Try this unit test case:
FixtureBuilder builder = ClusterFixture.builder() .maxParallelization(1); try (ClusterFixture cluster = builder.build(); ClientFixture client = cluster.clientFixture()) { TextFormatConfig csvFormat = new TextFormatConfig(); csvFormat.fieldDelimiter = ','; csvFormat.skipFirstLine = false; csvFormat.extractHeader = true; cluster.defineWorkspace("dfs", "data", "/tmp/data", "csv", csvFormat); String sql = "SELECT * FROM `dfs.data`.`csv/test7.csv`"; client.queryBuilder().sql(sql).printCsv(); } }
The test can also be run as a query using your favorite client.
Using this input file:
a,b,c d,e,f
(The first line is blank.)
The following is the result:
Exception (no rows returned): org.apache.drill.common.exceptions.UserRemoteException: SYSTEM ERROR: NullPointerException
The RepeatedVarCharOutput class tries (but fails for the reasons outlined in DRILL-5490) to detect this case.

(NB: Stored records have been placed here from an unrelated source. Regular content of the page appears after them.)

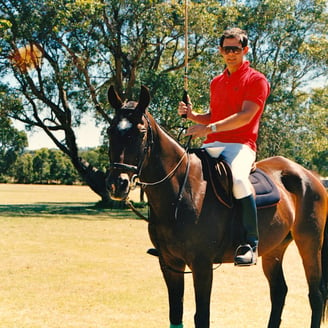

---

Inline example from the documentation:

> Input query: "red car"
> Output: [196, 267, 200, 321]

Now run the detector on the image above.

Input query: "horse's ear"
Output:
[136, 85, 150, 113]
[108, 85, 123, 110]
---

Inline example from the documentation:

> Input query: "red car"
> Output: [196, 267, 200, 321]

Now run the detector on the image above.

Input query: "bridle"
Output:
[109, 113, 190, 221]
[109, 114, 189, 190]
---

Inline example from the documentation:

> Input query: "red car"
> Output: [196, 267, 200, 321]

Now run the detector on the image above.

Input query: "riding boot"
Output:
[235, 195, 259, 266]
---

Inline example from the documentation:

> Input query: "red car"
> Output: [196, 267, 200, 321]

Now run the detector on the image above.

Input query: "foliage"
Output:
[12, 148, 81, 185]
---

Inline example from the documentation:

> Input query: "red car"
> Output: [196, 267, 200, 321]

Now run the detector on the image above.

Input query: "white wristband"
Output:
[209, 123, 218, 133]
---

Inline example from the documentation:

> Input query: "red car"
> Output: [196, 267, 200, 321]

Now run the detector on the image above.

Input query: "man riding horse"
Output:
[178, 28, 270, 266]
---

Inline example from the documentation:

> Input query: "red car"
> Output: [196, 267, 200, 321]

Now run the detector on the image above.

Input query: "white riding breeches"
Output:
[202, 141, 256, 199]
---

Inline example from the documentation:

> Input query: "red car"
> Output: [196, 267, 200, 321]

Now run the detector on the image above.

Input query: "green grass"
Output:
[0, 184, 324, 328]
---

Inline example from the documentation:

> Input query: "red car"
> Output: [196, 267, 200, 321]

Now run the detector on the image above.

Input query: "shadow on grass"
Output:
[0, 202, 147, 220]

The code crashes here in CompliantTextRecordReader.extractHeader():
String [] fieldNames = ((RepeatedVarCharOutput)hOutput).getTextOutput();
Because of bad code in RepeatedVarCharOutput.getTextOutput():
public String [] getTextOutput () throws ExecutionSetupException { if (recordCount == 0 || fieldIndex == -1) { return null; } if (this.recordStart != characterData) { throw new ExecutionSetupException("record text was requested before finishing record"); }
Since there is no text on the line, special code elsewhere (see DRILL-5490) elects not to increment the recordCount. (BTW: recordCount is the total across-batch count, probably the in-batch count, batchIndex, was wanted here.) Since the count is zero, we return null.
But, if the author probably thought we'd get a zero-length record, and the if-statement throws an exception in this case. But, see DRILL-5490 about why this code does not actually work.
The result is one bug (not incrementing the record count), triggering another (returning a null), which masks a third (recordStart is not set correctly so the exception would not be thrown.)
All that bad code is just fun and games until we get an NPE, however.